Python 3 has been out since 2008 (and realistically usable since 2009).
In spite of this four year availability period, Python 3 use has yet to see widespread adoption, particularly among groups in the scientific community. In the company of data scientists/statisticians, when someone says they've written their own Python code to perform some task, it's usually assumed that they are talking about Python 2; it is Python 3 that requires the version number qualification.
There are members of the community (I used to include myself in this category) that are really happy with Python(2) and hope that if they ignore Python 3 it will just go away.
It won't though. The fact of the matter is that "Python 2.x is legacy, Python 3.x is the present and future of the language."
So how do we get people to adopt Python 3? In my opinion, there are three key strategies:
- go softer on Python 3 denialists, perhaps with a Python 2.8 (Guido said this will not happen)
- go harder on Python 3 denialists by discontinuing 2.7 maintenance
- serve as an example to programmers (especially new ones) by switching your default python interpreter to python3.
As you, dear reader, can probably tell from my wording, I personally favor strategy 3.
Part of that solution involves vendors shipping Python 3 by default. We are making some progress in this regard (Arch GNU/Linux now has python sym-linked to python3, and Fedora and Ubuntu have stated that they will follow suit), but we still have a lot of work to do. A huge step forward would be if Apple ships macs with Python 3. Current macs use 2.7 which wasn't, finally, released until 2010. This means that they could have used Python 3 instead. That would have really shook things up because a lot of my friends and colleagues in my field just use the Apple-supplied Python interpreter for analytics (vis-a-vis SciPy Superpack). The extension of 2.7 support until 2020 will unfortunately afford Apple the opportunity to be lackadaisical in its porting to Python 3 because they might only do so when upstream maintenance ends (and maybe not even then).
The other part of strategy 3 involves personally serving as an example by using Python 3 as your default interpreter.
But I can't rationally will that more people do this if I am unwilling to do this myself. While it's true that my big open-source Python project meant for widespread public consumption was very carefully made Python 3 compatible, I noticed that the code on this blog is often Python 3 incompatible. This is primarily because the python code I quickly whip up is run through my default Python 2 interpreter. My obstinance to switch to Python 3 by default is helping to contribute to Python 3's slow adoption and implicitly serving notice that it's ok to still use Python 2.
But I no longer want to be party to this transition quagmire (and the ASCII-normative cultural hegemony). Because of this, I recently took the plunge and switched my default Python stack to Python 3. Damn the torpedoes, full speed ahead!

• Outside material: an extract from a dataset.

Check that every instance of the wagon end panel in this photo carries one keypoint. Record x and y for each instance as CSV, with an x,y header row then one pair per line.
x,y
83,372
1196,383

I was, perhaps, in a better position to do this than some because all of my most used third-party Python packages have already been ported; this includes the SciPy ecosystem (NumPy, SciPy, pandas, scikit-learn), IPython, lxml, networks, BeautifulSoup, and requests. It was really easy for me to ditch the Apple-supplied Python interpreter in favor for MacPorts' build of Python 3.4. I was even able to install most of my favorite third-party packages using MacPorts (the ones that weren't available I pip-installed as "user" to not muck up the MacPorts installation prefix). The only hard part about the switch was that almost all of my system python code stopped working; everything from my own system utilities to the battery-life indicator in my tmux panes.
While fixing all of this wayward code, I took notice of the incompatibilities that caused me the most trouble:
- changes to exception handling
- changing xrange() to range()
- changing raw_input() to input()
- changing my print statements into functions
- explicitly requesting relative module imports
- wrapping map() function calls in "list()" because map() now returns an iterator (I actually just re-wrote the code to use list comprehensions.)
But by far the incompatibility that caused the most heart-ache were I/O changes, and this is mostly due to the way Python 3 handles unicode.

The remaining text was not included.